Julia Kollewe and Graeme Wearden 

Pound dips to 14-month low as bond sell-off piles pressure on Rachel Reeves

Sterling extends losses against US dollar before easing to half a cent down after Treasury calms market jitters
  
  

Rachel Reeves in front of a video camera
The chancellor, Rachel Reeves insists she has an ‘iron grip’ on the public finances. Photograph: Ben Birchall/PA

The pound briefly fell to a 14-month low against the US dollar on Thursday morning after the sell-off in the bond market fuelled investors’ anxiety about UK assets and piled further pressure on the chancellor, Rachel Reeves.

Sterling extended recent losses against the US dollar, falling by a cent at one point, before recovering to trade half a cent down at $1.23.

The sell-off in British government bonds – known as gilts – drove up the yield, or interest rate, paid to those holding them and therefore UK borrowing costs.

However, comments by the chief secretary to the Treasury, Darren Jones, later on Thursday appeared to calm the market. He told the House of Commons that “gilt markets continue to function in an orderly way”, suggesting no need for emergency measures. Yields eased afterwards – reversing the day’s gains.

Jones said: “Underlying demand for the UK’s debt remains strong, with a generally well-diversed investor base.”

His intervention was more successful than that of Reeves the previous night, when she took the rare step of issuing a public statement for the second successive day to insist she had an “iron grip” on the public finances.
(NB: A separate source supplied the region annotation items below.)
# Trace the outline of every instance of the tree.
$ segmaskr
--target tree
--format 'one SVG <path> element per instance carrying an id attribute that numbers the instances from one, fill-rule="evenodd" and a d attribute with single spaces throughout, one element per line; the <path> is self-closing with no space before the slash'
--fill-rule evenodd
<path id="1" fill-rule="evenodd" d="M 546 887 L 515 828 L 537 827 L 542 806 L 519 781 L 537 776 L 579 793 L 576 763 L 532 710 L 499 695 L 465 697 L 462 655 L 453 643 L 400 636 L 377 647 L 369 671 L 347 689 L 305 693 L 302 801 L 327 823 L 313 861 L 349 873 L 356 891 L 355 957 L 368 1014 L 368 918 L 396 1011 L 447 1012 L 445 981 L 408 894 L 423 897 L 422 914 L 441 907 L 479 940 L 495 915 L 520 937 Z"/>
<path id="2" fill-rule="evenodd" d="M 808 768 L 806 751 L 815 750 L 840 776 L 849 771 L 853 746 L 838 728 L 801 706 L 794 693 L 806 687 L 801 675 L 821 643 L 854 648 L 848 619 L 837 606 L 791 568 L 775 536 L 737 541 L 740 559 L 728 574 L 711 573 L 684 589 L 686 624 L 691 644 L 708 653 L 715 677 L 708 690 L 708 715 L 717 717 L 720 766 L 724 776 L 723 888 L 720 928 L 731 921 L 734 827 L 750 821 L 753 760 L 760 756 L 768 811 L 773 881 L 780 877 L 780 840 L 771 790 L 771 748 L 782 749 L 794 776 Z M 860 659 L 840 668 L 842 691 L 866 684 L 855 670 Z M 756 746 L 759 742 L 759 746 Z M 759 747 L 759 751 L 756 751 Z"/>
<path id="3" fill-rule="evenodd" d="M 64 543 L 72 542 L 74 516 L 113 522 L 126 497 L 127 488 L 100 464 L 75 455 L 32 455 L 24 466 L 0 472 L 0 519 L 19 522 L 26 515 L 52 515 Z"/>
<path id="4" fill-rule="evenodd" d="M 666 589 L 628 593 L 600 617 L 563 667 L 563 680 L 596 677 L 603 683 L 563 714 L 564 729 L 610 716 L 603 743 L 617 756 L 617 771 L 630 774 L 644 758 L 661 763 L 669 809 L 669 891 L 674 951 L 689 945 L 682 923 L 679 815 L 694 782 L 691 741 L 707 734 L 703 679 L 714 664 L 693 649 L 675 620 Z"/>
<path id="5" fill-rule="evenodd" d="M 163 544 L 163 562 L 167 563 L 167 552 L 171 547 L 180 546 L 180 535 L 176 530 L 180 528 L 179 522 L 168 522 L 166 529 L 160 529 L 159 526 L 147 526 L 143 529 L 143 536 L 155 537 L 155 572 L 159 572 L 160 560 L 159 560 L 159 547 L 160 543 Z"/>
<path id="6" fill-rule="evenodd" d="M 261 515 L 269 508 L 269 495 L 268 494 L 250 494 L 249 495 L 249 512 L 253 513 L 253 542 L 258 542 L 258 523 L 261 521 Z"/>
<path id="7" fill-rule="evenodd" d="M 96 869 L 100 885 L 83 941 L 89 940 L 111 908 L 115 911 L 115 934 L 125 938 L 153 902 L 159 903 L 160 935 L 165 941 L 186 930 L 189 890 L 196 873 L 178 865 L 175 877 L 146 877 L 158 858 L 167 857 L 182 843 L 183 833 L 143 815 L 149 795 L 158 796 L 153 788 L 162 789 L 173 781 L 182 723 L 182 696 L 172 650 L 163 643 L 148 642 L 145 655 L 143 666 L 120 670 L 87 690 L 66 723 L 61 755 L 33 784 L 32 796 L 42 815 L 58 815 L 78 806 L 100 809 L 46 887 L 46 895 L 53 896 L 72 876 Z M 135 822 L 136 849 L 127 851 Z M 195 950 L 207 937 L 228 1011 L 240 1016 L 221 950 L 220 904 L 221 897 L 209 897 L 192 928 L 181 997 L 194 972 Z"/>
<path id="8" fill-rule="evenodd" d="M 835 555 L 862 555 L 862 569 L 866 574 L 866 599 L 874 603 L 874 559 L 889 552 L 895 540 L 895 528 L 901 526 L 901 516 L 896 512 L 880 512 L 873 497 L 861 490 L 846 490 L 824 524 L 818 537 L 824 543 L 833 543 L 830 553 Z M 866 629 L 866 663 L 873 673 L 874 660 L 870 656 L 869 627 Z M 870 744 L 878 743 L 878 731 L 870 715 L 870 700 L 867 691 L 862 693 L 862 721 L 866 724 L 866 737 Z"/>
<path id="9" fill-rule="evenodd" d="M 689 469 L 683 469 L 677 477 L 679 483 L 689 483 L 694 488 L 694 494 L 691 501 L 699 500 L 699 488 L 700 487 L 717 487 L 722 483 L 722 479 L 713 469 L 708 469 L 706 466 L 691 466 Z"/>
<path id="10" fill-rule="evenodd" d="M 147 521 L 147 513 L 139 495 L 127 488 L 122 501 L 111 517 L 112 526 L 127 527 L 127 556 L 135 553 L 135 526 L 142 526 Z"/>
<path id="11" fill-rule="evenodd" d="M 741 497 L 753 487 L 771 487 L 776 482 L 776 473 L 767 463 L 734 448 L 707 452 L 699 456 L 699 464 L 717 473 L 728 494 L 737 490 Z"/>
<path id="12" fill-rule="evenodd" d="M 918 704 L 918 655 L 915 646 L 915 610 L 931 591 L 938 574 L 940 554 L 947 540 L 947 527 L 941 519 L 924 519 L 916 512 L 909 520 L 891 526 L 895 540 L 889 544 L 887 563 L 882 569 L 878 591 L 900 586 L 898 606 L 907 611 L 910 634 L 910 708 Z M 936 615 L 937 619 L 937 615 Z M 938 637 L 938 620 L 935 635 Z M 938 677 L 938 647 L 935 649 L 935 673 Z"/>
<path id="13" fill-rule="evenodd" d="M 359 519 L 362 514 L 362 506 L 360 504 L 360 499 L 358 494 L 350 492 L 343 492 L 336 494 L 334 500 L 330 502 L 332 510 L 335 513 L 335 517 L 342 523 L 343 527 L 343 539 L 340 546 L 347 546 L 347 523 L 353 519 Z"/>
The sell-off continued on Thursday morning, with the yield on benchmark 10-year UK debt rising by as much as 0.12 percentage points to 4.921%, the highest since 2008, before easing back again.

Thirty-year bond yields, which hit 26-year highs this week, also rose, by about 0.1 points, before returning to be flat on the day.

Michael Brown, a senior research strategist at the brokerage Pepperstone, said said the dynamic of bond yields moving higher while the currency fell was a sign of investors “losing confidence in the government in question’s ability to exert control over the fiscal backdrop”.

“We’re not at the Truss/Kwarteng stage just yet, but things are clearly on very shaky ground indeed,” Brown said, referring to the September 2022 budget under the then prime minister, Liz Truss, and her chancellor, Kwasi Kwarteng, that triggered a bond sell-off and turmoil in financial markets.

The increase in servicing government debts could cut into the chancellor’s expected financial headroom, and triggered speculation that she could be forced to announce unplanned austerity measures.

Matthew Amis, an investment manager at abrdn, said he expected Reeves would have broken her own newly drafted fiscal rules when the Office for Budget Responsibility presented its updated forecasts at the end of March, and could announce bigger cuts to government spending.

Chris Turner, the global head of markets at analysts ING, said: “Our best understanding of yesterday’s sterling sell-off is that the global bond market sell-off touched a raw nerve in the gilt market and that then the gilt spread widening prompted investors to cut back on overweight sterling positioning.”

In recent weeks, investors had been buying sterling as a counterweight to the strong dollar. “Investors had felt that sterling could best withstand the overriding strong dollar trend,” Turner said, but the gilt sell-off had dented that confidence in sterling and traders’ bets that the currency would rise could be pared back.

Despite recent losses, the pound is still comfortably above its record low after the 2022 mini-budget, when it plunged to near parity with the dollar.

The former Bank of England policymaker Martin Weale has suggested 1976, rather than 2022, provided a better comparison with the current market anxiety.

In 1976, the plummeting value of the pound forced the Labour government to turn to the International Monetary Fund for a bailout, with strict spending cuts attached.

Weale, a professor of economics at King’s College London, said an IMF bailout looked unlikely, but the UK government “might want an IMF seal of approval [for its policies] if things got much worse than they are”.

The Conservative party and the Liberal Democrats called for Reeves not to travel to China on Thursday, where she is due to spend several days drumming up international investment alongside Andrew Bailey, the governor of the Bank of England.

The Lib Dem leader, Ed Davey, urged the chancellor to make an emergency fiscal statement to parliament cancelling the £25bn increase in employers’ national insurance contributions (NICs) announced for April, to boost economic growth and give the Bank of England more room to bring interest rates down.

Separately, a survey from the Bank of England showed more than half of UK firms were planning to raise prices or cut jobs in response to Reeves’s increase in employers’ NICs from April.

The Bank polled chief financial officers from small, medium and large UK businesses, and asked how they expected to respond to the increase in employer NICs announced in October’s budget.

The survey found that 61% expected to lower profit margins, 54% expected to raise prices, 53% expected to lower employment and 39% expected to pay lower wages than they otherwise would have done.

Companies were allowed to select more than one option, the Bank said.